Root, Finch, Reese, and Fusco walk into a trap as Samaritan operatives surround the building. Trapped inside, the machine runs through possible scenarios. In the midst of the chaos, the machine is like the eye of the storm, calmly slowing everything down and weighing options.
The machine actually participates in a Star Trek like Kobayashi Maru. The story of the Kobayashi Maru is a test from the Star Trek universe—an unwinnable scenario designed to show the true colors of a commander under intense combat—a Starfleet cadet is given a mission to rescue a distressed ship. Little do they know the test is programmed to make this impossible.
The cadet faces a decision:
- Attempt to rescue the freighter’s crew and passengers, which involves violating the Neutral Zone and potentially provoking the Klingons into an all-out war; or
- Abandon the ship, potentially preventing war but leaving the freighter’s crew and passengers to die.
In If-Then-Else, the machine plays various simulations, with all possibilities ending badly. Similar to the Kobayashi Maru test where both the starship and the freighter are destroyed, the Person of Interest audience is forced to wait and watch as everyone, except Fusco dies agonizing deaths.
The real world problem is that Root, Finch, Reese, Fusco and Shaw face adversaries who do not play by the rules. Yet Finch reminds to never … ever … cheat. And just like Person of Interest, we’re taught ethical manners, lest we else face expulsion and castigation. The better option, as the Kobayashi Maru teaches, is to step outside the rules of the game – that we can succeed against no-win scenarios.

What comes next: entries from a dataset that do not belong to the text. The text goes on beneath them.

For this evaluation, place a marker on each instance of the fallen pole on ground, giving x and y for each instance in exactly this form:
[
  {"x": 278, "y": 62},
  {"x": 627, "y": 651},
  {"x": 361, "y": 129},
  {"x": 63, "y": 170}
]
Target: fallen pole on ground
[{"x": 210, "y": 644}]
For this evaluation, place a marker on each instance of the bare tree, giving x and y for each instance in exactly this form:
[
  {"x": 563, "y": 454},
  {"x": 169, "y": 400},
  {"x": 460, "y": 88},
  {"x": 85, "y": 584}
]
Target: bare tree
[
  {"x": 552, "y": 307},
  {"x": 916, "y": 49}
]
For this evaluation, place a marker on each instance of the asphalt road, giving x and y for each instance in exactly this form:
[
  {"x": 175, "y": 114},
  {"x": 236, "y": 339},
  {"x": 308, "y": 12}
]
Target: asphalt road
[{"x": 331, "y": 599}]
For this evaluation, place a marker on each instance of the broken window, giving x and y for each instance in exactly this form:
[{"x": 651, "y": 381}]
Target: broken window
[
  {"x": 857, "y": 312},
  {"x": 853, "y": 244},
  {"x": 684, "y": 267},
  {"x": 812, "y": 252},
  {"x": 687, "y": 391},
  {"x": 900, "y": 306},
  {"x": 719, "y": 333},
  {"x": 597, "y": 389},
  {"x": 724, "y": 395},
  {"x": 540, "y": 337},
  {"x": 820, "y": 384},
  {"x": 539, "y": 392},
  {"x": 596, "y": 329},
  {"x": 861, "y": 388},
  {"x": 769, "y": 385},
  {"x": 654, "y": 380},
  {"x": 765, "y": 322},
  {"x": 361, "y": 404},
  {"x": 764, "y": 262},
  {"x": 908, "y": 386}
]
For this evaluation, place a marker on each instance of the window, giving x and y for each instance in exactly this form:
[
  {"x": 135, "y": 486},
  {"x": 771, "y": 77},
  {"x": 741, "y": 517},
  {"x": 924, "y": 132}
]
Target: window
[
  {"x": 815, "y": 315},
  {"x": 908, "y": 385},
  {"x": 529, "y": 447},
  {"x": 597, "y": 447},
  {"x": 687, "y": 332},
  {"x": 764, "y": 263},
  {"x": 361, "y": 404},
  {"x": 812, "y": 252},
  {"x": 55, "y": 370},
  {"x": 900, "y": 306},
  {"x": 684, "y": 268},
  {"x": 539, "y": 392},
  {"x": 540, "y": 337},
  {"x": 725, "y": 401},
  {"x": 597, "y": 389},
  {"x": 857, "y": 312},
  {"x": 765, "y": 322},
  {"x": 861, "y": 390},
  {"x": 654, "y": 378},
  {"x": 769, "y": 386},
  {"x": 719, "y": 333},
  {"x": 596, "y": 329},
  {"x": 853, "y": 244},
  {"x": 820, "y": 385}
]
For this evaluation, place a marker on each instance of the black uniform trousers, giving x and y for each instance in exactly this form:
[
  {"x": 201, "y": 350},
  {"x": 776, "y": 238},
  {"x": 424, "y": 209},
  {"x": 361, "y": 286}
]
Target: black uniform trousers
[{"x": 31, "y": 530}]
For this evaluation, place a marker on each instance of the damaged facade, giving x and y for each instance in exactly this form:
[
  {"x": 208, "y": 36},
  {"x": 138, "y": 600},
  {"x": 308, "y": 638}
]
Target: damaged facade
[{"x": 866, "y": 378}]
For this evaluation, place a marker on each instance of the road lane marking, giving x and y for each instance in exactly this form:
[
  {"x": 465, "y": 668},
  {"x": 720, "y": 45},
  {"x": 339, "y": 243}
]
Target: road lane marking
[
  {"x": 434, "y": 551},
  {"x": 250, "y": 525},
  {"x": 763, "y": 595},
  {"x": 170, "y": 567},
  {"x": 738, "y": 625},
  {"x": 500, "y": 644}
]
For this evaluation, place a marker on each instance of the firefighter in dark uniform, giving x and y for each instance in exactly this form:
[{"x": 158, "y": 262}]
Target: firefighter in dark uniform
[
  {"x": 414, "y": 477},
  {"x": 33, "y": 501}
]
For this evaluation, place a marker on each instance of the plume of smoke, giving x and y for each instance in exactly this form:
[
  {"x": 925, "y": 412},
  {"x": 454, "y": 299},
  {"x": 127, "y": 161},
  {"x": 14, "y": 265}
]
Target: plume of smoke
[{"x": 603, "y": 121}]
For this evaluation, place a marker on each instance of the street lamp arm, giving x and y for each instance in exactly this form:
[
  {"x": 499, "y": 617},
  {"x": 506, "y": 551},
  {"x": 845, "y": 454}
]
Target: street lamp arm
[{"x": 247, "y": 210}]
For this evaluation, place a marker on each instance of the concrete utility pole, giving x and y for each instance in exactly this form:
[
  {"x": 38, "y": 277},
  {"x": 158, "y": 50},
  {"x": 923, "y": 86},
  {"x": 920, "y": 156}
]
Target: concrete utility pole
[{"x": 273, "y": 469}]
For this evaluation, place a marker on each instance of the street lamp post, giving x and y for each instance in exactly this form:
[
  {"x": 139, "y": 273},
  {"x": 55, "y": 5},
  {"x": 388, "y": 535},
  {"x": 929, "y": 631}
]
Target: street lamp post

Some of my fans will question and complain, that I being a Buddhist am claiming cheating is good. The same complaints were heard when Captain Kirk “cheated” in order to pass the Kobayashi Maru test.
One important lesson of If-Then-Else comes from Harold Finch. “Chess is just a game. Real people are not pieces.” And that’s true. In the everyday world, people leave for work and die. They have a heart attack, get shot, have a car accident, get murdered, fall at work, etc., etc. That’s real.
In the If-Then-Else episode, Greer states Samaritan is needed. So I ask, do we need a Samaritan? In fact, some claim we already have a version of Samaritan. If you think a Samaritan is not required, then I offer:
On January 7, at 11:30 – Car arrives in front of the building on Rue Nicolas Appert where Charlie Hebdo’s office is located. Two people dressed in black and hooded emerge from the vehicle carrying automatic weapons called Kalashnikovs. The attack lasted five minutes, 12 dead.
~Terrorist Attack on French Newspaper~
Life doesn’t always play by ethical rules. One must learn to think creatively when considering adversary behavior. I always meditate creatively.
It’s trite to observe that the cost of successes only to further damage the political system we bring forward to heal.